Ein Händchen für schillernden Persönlichkeiten

Langweilig sind die Abende nie. Die PCCC* Show ist eine große Zelebrierung außergewöhnlicher Charaktere, man ist ein Teil eines großen Zusammenkommens. Pro Abend gibt es ein Thema wie „Holiday“ oder „Fashion“. Mit kurzen Stand-up-Nummern unterhält Denice die Gäste und stellt vier bis sechs Performer vor. „Und wenn Dinge trotzdem als problematisch kritisiert werden?“ „Dann hör ich mir das an und reagiere nicht trotzig. Leute wollen gehört werden und oft haben sie einen guten Punkt.“ Denice geht gezielt auf Leute zu, die sie für witzig und begabt hält und motiviert sie, auf die Bühne zu gehen. Profis und Szenelieblinge wechseln sich ab mit Menschen, die zum ersten Mal vor Publikum auftreten. Die mittlerweile preisgekrönte Kabarettistin „Malarina“ oder der Tiktok Star „toxische Pommes“ gaben bei PCCC* ihr Debüt. Auch die unprofessionellen Performances bestechen meist durch schillernde Persönlichkeiten, für die Denice ein Händchen hat. So erzählt z. B. Faris Cuchi, queerer Aktivist aus Äthiopien, über sein Aufwachsen in einer strengchristlichen Familie, eine amerikanische Biologin aus der tschechischen Nachbarstadt Brno führt einen ins Storytelling der Südstaaten ein, oder „Gsindl“, eine Künstlerin aus dem Iran, bringt Anekdoten aus ihrem Alltag als Supermarktkassiererin.

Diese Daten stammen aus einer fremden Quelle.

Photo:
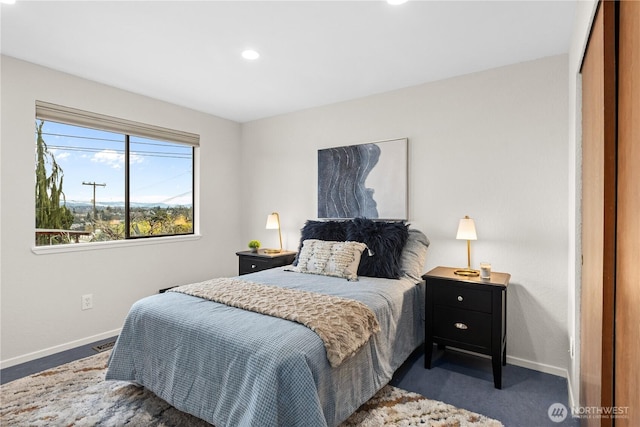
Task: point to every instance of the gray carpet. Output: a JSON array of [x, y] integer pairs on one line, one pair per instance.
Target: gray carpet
[[77, 394]]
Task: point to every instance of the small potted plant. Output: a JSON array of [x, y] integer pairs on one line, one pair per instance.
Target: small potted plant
[[254, 245]]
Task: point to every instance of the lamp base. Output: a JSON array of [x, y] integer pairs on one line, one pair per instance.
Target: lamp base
[[467, 272]]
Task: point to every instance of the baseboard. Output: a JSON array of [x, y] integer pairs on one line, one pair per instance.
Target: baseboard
[[524, 363], [57, 349], [536, 366], [573, 402]]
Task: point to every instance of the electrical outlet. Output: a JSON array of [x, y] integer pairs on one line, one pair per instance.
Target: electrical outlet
[[87, 301], [572, 347]]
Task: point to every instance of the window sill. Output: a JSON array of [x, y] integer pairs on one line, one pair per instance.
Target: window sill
[[81, 247]]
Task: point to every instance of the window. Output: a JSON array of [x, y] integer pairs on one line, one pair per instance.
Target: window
[[100, 178]]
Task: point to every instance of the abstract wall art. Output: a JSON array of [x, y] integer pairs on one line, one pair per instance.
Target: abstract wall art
[[365, 180]]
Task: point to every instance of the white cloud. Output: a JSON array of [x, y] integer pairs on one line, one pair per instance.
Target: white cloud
[[114, 159]]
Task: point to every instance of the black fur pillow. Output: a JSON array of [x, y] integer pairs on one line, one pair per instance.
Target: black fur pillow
[[333, 231], [385, 240]]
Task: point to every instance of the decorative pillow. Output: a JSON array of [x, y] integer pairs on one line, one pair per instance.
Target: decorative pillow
[[337, 259], [335, 231], [385, 241], [414, 255]]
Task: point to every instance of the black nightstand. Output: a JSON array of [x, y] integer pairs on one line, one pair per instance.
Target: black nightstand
[[250, 262], [468, 313]]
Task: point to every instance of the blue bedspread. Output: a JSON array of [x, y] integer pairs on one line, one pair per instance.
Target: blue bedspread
[[233, 367]]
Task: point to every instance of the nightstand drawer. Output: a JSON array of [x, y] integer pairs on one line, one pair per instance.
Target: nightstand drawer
[[468, 327], [444, 293]]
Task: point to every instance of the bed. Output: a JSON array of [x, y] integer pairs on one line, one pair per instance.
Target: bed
[[232, 367]]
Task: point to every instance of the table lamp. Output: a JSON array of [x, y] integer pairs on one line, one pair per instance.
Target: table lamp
[[273, 223], [467, 231]]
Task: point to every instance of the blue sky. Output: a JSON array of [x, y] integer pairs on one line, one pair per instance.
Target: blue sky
[[160, 172]]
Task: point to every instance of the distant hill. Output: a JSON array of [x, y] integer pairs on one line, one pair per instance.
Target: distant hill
[[79, 204]]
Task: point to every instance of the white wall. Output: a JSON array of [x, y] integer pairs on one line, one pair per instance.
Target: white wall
[[492, 145], [585, 12], [40, 300]]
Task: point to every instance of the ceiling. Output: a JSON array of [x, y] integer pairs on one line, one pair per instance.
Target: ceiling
[[312, 52]]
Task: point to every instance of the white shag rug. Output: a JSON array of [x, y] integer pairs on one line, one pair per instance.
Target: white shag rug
[[75, 394]]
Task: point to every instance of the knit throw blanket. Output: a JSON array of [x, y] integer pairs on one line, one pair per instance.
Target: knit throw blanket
[[344, 325]]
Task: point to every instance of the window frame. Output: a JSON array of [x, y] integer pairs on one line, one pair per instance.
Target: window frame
[[71, 116]]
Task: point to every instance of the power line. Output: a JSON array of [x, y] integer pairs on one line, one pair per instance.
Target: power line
[[94, 184]]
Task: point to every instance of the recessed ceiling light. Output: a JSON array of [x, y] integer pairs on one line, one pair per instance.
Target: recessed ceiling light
[[250, 54]]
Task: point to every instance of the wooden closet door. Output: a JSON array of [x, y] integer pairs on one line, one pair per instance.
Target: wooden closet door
[[627, 341], [598, 214]]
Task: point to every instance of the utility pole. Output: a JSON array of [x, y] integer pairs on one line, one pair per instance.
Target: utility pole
[[94, 184]]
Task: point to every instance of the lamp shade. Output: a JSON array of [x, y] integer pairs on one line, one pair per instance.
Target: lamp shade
[[273, 221], [467, 229]]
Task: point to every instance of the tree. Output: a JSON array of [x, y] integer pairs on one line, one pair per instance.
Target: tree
[[49, 178]]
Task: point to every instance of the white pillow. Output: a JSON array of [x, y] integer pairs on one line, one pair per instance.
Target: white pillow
[[337, 259], [414, 255]]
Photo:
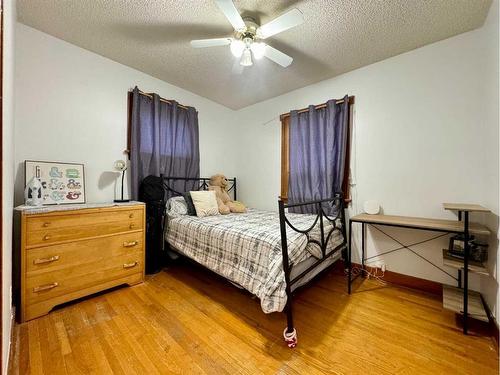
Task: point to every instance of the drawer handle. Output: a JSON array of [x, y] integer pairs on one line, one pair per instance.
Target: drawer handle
[[46, 260], [41, 288], [130, 244], [130, 265]]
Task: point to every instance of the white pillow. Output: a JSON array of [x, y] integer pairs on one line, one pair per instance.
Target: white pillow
[[176, 206], [205, 203]]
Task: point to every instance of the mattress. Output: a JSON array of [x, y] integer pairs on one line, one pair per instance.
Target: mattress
[[246, 248]]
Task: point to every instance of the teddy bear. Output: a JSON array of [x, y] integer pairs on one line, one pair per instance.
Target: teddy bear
[[218, 183]]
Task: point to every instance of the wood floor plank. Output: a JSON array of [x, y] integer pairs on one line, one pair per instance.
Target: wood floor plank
[[185, 320]]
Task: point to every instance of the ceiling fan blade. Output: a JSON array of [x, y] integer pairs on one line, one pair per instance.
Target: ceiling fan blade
[[203, 43], [284, 22], [227, 7], [278, 57]]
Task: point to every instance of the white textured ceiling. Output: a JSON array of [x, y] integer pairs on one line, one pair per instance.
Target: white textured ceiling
[[337, 36]]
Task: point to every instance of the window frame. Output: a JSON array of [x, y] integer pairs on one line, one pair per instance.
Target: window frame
[[285, 153]]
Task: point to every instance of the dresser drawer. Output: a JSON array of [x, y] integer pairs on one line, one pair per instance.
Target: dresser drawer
[[65, 253], [54, 235], [74, 219], [55, 257], [47, 285]]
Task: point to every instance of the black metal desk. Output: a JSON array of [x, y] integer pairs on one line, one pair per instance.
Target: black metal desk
[[444, 227]]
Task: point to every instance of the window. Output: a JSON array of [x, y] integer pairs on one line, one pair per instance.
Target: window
[[285, 152]]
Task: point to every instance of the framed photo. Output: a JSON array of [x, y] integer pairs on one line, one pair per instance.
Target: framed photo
[[62, 183]]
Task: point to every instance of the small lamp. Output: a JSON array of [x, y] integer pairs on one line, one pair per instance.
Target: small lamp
[[121, 166]]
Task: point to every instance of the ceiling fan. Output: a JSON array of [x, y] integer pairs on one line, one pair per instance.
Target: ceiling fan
[[248, 35]]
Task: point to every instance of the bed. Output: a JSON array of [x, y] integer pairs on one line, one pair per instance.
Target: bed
[[270, 254]]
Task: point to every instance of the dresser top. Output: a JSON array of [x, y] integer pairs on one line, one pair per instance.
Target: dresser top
[[31, 210]]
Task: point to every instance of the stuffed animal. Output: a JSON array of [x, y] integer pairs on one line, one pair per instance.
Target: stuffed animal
[[218, 183]]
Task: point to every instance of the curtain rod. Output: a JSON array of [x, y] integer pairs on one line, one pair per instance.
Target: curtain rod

Es sind punkige Abende, an denen spannendere Typen als die klassischen Comedymacker zu Wort kommen. Und während andere Bühnen in der Pandemiezeit um Besucher rangen, rangeln sich die Leute für PCCC* um Restkarten. „Wir gelten immer noch als Nische, obwohl wir mittlerweile so groß sind.“

Als nächstes ist PCCC* in Linz vor dem Konzert von „Pisse“ zu sehen. Trotz ihrer Bekanntheit, wird sie vergleichsweise wenig für Kooperationen angefragt. Warum? „Ich glaube, die denken wegen dem PC, ich bin total streng, dabei weiß jeder, der mich kennt, ich bin so nett. Ich bin so lieb und brav. Das ist vielleicht das einzig Schwedische an mir. Mein gutes Benehmen.“ Sie lacht so laut, dass sich jeder im Lokal umdreht.